GSoC - Week 6

Jul 12, 2020 by Abhishek Kumar

Over the last week, I worked on implementing corrected commit date with generation data chunk and boy, was it painful!

While working on the prototype, I used the space allocated for graph position to store topological level before writing it into CDAT chunk. However, while computing bloom filters, we call get_bloom_filter(). This function checks if the commit belongs to the commit-graph. If it does, load the bloom filters (avoiding a lot of computation). Otherwise, compute the filters and return it. Since I am storing topological levels in graph position, Git mistakenly thinks that we are reading a graph and tries to load bloom filter, segfaulting right away.

Faced with the problem, I could think of three ideas:

  1. Extend generation to be 64-bits (which we were planning on anyway) and store topological levels within higher 32 bits and corrected date offsets within lower 32 bits. Code for calculating corrected date offsets, topological levels would be littered with bit shifts and ANDs, but code for parsing and using generation numbers would be clean.
  2. Use two 32-bits variables, level and odate, and use the contiguous 64 bits to store generation (while reading commit-graph): Code for writing commit-graph is clean, but reading generation is much trickier as we try to coerce value stored in (graph_data + 4) into a timestamp.

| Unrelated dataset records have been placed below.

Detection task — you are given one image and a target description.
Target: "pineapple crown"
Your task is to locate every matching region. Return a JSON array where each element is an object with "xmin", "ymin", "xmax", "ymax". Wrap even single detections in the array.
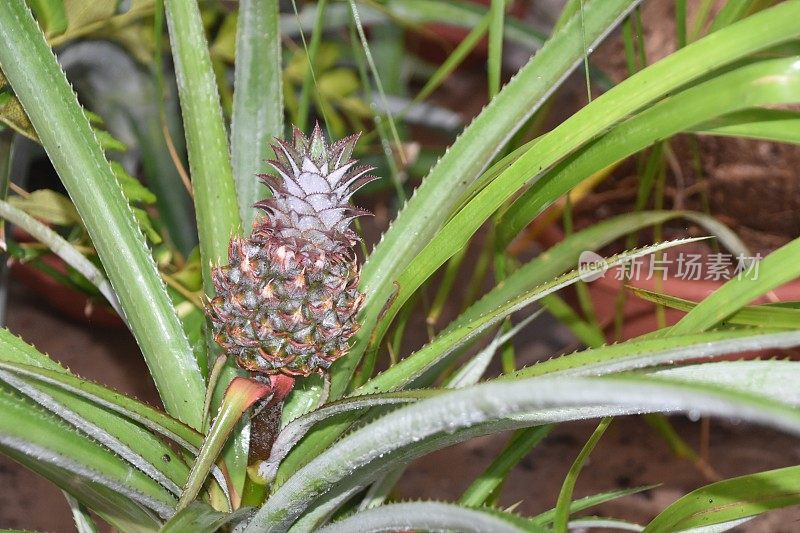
[{"xmin": 255, "ymin": 124, "xmax": 378, "ymax": 252}]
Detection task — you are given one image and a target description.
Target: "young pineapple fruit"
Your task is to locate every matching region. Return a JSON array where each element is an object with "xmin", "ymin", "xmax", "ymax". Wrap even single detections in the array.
[{"xmin": 207, "ymin": 125, "xmax": 377, "ymax": 376}]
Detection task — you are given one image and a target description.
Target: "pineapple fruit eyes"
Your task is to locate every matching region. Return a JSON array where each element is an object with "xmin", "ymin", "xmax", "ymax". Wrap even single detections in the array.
[{"xmin": 206, "ymin": 127, "xmax": 373, "ymax": 377}]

  3. Split get_bloom_filters() into two functions - First checks if the commit is from the graph and tries to load whereas the other computes bloom filter. Then we could directly call the second function when writing a commit-graph. I was not sure if this would have worked, but I wanted not to change things unless required.

I felt the first two approaches were too unreadable.

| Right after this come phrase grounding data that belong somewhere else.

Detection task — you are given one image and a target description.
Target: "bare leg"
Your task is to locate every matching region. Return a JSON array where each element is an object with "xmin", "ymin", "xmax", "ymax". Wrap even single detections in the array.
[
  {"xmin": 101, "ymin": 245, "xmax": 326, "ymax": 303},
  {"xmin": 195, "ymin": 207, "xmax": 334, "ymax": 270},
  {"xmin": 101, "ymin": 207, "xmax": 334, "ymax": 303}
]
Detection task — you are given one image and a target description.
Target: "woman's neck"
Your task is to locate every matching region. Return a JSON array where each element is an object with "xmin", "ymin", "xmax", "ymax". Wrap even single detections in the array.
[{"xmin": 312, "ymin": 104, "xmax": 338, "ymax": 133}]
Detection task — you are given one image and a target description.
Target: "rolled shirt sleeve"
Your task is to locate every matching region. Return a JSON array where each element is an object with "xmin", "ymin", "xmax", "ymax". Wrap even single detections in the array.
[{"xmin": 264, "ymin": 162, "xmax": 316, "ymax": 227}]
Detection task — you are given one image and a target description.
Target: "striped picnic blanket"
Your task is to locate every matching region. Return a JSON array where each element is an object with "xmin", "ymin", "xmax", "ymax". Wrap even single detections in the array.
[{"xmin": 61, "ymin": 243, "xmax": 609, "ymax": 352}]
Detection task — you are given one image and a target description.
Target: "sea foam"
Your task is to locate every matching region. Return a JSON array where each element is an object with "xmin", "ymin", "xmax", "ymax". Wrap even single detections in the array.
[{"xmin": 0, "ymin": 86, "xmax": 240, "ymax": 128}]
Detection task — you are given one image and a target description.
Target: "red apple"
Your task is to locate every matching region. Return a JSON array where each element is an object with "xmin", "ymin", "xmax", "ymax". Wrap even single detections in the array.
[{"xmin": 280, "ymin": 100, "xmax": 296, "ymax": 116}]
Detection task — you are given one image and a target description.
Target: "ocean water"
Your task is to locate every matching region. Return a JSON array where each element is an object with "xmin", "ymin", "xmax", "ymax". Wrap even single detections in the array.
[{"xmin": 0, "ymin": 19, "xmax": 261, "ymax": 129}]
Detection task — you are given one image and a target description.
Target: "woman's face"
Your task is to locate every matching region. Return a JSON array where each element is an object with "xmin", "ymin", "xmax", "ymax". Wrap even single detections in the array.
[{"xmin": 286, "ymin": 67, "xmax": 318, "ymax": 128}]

In the end, I compromised by using a 64-bit generation and a 32-bit level in the initial commit and will restrict the ugly conversion to reuse 64-bits in a focused patch later in the series.

Regression when computing bloom filters

While wrestling with the problem above, I noticed that commit_gen_cmp() lies in “commit-graph write” path but uses the helpers. But the helper would always return GENERATION_NUMBER_MAX as we found while moving generation number into a slab.

Digging through git logs, I found the patch, which introduced commit_gen_cmp(). Sorting commits make the computing bloom filters much, much faster. The helper returns the same value every time, which makes sorting pointless and nullifies the performance boost. Fixing this was easy, bypass the helper and access generation number.

Future Plans

I will be working on squashing down the bugs and making sure all tests pass and hope to mail in the first version by Thursday. You can find the working draft here.